One of the less appealing musical legacies that the now defunct 20th century has left us with may well be the loss of national identity. After the European dominance of Wagner which was, like Debussy some time later, a stylistic infection or affliction from which some composers found it extremely difficult to extricate themselves, there was a quite plausible enthusiasm, in part enhanced no doubt by political pride, to absorb national folklore not only into texts and titles, but into the music itself. The impact was generally benign and attractive.
At the turn of the last century European audiences had already acknowledged the national spirit in Glinka and Tchaikovsky, Chopin, Liszt, Smetana and Dvorák, but there was some intellectual scorn cast upon those who later chose to further their folklore interest with more exacting research. So it was that the nationalistic zeal of Grieg, Sibelius, Bartók, Holst, Falla, Copland, Villa-Lobos and many others became, in quite a large number of often unjustly influential academic opinions, a reason to denigrate a commodity that lacked the intellectual rigidity of original invention and robust symphonic argument.
Stringing together folksongs or mimicking the rhythms and forms of folk dances seemed to be an easy way out, despite the wealth of evidence that composers far back into the fifteenth century would do just that. It was assumed that composers with their head and feet in their own countryside were not able to contend with the rugged architecture of symphonic forms. They built their sonata structures from little rustic tunes and developed their pieces by either repeating them more loudly or moving on to another one.
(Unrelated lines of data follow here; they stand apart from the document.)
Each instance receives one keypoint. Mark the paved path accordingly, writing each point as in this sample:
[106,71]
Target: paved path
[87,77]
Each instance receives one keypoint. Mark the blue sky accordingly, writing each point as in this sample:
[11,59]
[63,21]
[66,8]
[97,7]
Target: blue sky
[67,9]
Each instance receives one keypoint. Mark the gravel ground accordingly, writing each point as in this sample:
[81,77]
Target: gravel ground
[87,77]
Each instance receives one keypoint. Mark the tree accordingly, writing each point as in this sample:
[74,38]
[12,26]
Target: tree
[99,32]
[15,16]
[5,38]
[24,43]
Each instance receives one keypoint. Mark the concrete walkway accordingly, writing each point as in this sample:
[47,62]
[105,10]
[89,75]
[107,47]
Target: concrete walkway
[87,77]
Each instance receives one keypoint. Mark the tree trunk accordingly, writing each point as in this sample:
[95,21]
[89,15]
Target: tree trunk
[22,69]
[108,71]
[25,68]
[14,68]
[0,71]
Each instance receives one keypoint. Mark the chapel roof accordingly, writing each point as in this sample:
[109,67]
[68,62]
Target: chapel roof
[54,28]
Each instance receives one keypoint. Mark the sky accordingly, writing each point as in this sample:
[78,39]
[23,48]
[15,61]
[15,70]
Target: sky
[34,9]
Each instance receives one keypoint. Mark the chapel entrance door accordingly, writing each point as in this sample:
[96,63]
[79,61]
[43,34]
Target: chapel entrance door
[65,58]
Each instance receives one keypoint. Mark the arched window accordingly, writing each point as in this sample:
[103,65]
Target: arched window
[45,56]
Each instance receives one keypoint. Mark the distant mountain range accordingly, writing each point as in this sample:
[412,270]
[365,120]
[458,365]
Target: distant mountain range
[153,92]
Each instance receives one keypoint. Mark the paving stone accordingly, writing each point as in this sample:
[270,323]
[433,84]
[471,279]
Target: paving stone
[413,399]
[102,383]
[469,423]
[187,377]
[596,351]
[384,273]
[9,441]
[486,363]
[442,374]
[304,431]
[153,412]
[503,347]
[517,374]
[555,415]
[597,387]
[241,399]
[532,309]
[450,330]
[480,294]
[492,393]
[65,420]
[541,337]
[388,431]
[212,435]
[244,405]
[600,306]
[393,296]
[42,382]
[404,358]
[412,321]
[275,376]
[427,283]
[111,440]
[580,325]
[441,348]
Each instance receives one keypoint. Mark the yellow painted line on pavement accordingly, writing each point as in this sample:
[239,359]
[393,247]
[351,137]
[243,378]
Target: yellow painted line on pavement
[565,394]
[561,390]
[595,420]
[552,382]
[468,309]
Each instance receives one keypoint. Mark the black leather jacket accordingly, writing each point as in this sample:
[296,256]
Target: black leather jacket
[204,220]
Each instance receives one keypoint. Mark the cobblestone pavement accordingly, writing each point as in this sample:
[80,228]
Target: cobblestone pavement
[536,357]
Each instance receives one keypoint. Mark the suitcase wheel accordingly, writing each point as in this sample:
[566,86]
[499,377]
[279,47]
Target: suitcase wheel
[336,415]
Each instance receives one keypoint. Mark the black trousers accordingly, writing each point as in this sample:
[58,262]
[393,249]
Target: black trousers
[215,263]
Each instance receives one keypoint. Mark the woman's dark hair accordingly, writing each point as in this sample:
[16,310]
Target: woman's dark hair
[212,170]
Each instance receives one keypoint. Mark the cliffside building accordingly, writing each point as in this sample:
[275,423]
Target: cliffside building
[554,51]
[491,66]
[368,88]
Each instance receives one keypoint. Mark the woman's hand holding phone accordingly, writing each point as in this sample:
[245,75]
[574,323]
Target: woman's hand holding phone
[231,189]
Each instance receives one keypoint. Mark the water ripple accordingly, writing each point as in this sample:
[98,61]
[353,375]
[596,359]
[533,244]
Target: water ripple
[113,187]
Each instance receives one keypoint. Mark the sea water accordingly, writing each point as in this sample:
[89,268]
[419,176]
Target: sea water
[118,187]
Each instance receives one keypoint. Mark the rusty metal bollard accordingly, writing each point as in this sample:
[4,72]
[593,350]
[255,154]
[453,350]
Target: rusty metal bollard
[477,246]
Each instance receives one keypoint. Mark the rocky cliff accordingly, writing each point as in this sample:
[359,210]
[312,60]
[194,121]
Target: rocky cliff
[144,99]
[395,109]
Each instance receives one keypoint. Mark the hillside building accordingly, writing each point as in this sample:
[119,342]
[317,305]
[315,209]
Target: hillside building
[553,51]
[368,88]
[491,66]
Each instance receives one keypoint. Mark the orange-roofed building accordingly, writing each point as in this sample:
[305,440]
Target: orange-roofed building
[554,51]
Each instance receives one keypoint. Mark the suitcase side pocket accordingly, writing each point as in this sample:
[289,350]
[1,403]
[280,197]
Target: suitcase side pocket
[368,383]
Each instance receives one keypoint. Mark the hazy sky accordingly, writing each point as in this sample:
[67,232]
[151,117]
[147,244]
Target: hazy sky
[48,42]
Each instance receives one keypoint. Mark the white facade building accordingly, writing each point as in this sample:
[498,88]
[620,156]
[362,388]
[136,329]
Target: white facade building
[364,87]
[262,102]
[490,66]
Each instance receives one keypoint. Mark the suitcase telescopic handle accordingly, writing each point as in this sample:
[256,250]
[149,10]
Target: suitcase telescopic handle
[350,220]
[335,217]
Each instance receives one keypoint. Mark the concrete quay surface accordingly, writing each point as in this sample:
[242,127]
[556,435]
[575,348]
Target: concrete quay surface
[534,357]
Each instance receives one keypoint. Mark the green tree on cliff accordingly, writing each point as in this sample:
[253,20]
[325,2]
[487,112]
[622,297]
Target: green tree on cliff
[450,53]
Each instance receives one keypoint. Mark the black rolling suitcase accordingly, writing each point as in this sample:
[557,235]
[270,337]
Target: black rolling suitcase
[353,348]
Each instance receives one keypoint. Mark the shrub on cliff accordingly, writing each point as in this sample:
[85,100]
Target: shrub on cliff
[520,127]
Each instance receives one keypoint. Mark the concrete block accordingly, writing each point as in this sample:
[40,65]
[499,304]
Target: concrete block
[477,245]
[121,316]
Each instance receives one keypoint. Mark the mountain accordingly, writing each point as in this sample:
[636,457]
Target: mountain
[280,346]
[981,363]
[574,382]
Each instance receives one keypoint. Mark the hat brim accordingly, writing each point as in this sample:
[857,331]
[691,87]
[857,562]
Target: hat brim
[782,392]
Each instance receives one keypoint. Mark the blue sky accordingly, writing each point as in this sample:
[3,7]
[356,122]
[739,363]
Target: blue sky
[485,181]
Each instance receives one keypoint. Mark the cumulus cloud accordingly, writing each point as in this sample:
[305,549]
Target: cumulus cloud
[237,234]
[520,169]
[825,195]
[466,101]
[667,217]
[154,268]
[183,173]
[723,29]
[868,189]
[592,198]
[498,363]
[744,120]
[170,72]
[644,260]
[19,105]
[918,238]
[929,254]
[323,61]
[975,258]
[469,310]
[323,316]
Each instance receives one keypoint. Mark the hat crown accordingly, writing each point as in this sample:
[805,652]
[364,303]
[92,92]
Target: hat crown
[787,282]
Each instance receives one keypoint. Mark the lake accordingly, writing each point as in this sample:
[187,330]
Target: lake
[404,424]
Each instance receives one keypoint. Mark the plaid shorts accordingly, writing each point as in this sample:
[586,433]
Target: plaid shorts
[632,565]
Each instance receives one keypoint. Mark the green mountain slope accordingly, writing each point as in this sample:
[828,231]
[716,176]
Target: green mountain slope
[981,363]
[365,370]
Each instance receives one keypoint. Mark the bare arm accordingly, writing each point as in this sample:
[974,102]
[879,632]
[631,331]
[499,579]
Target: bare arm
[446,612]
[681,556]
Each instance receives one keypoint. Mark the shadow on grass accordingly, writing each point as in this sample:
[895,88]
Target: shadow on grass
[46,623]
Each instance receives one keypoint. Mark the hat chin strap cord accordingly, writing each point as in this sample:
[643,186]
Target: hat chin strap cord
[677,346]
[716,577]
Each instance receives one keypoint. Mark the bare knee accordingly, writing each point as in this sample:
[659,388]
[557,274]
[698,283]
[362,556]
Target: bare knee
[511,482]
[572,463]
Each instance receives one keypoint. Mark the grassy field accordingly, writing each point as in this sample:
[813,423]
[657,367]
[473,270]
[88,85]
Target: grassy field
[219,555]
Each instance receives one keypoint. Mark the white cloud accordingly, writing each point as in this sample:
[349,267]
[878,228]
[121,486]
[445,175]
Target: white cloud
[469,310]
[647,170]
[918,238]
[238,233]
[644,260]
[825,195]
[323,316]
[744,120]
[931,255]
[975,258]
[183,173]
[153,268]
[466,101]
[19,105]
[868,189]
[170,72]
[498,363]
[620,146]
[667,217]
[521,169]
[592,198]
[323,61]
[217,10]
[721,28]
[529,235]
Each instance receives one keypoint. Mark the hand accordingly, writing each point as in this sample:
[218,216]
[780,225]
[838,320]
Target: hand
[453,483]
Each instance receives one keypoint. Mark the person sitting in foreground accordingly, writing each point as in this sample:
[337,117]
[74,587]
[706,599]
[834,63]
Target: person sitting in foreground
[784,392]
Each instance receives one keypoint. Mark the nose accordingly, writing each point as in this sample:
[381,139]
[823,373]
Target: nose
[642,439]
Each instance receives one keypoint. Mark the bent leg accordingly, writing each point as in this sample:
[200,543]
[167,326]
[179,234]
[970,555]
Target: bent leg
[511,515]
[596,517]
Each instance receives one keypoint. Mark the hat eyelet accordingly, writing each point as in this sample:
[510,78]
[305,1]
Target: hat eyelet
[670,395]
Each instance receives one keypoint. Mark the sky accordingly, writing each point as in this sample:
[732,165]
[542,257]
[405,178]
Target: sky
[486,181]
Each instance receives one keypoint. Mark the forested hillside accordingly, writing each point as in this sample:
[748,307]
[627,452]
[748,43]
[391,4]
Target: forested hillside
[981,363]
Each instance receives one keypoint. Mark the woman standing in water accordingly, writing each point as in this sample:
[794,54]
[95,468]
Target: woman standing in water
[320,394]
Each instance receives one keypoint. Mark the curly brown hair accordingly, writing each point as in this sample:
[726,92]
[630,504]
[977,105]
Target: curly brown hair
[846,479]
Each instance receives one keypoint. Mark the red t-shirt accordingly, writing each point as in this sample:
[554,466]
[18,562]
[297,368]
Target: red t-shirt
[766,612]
Among these more academically orientated dons seemed to be a marked reluctance to tolerate in their concert halls what could be described as the farmers' and Morris-men's weighty boots or the heavy taint of real ale on the singers' breath.
These symptoms, unattractive perhaps to cerebral enthusiasts, were however a bold statement of belonging. They signified origins not to be forgotten, roots to be nourished, the addition of links to chains still held firmly by ancestors to whom respect and loyalty were due, and indeed given with care and affection. The folklore is preserved by those whose technical skills may far exceed those of their rustic predecessors who had created it, but for whom there remains a reverence that is kept sacred. How soon the new tower block crumbles and the cathedral of five centuries still stands. The loss of musical national identity is a sacrifice to self indulgence, opportunism and egotism.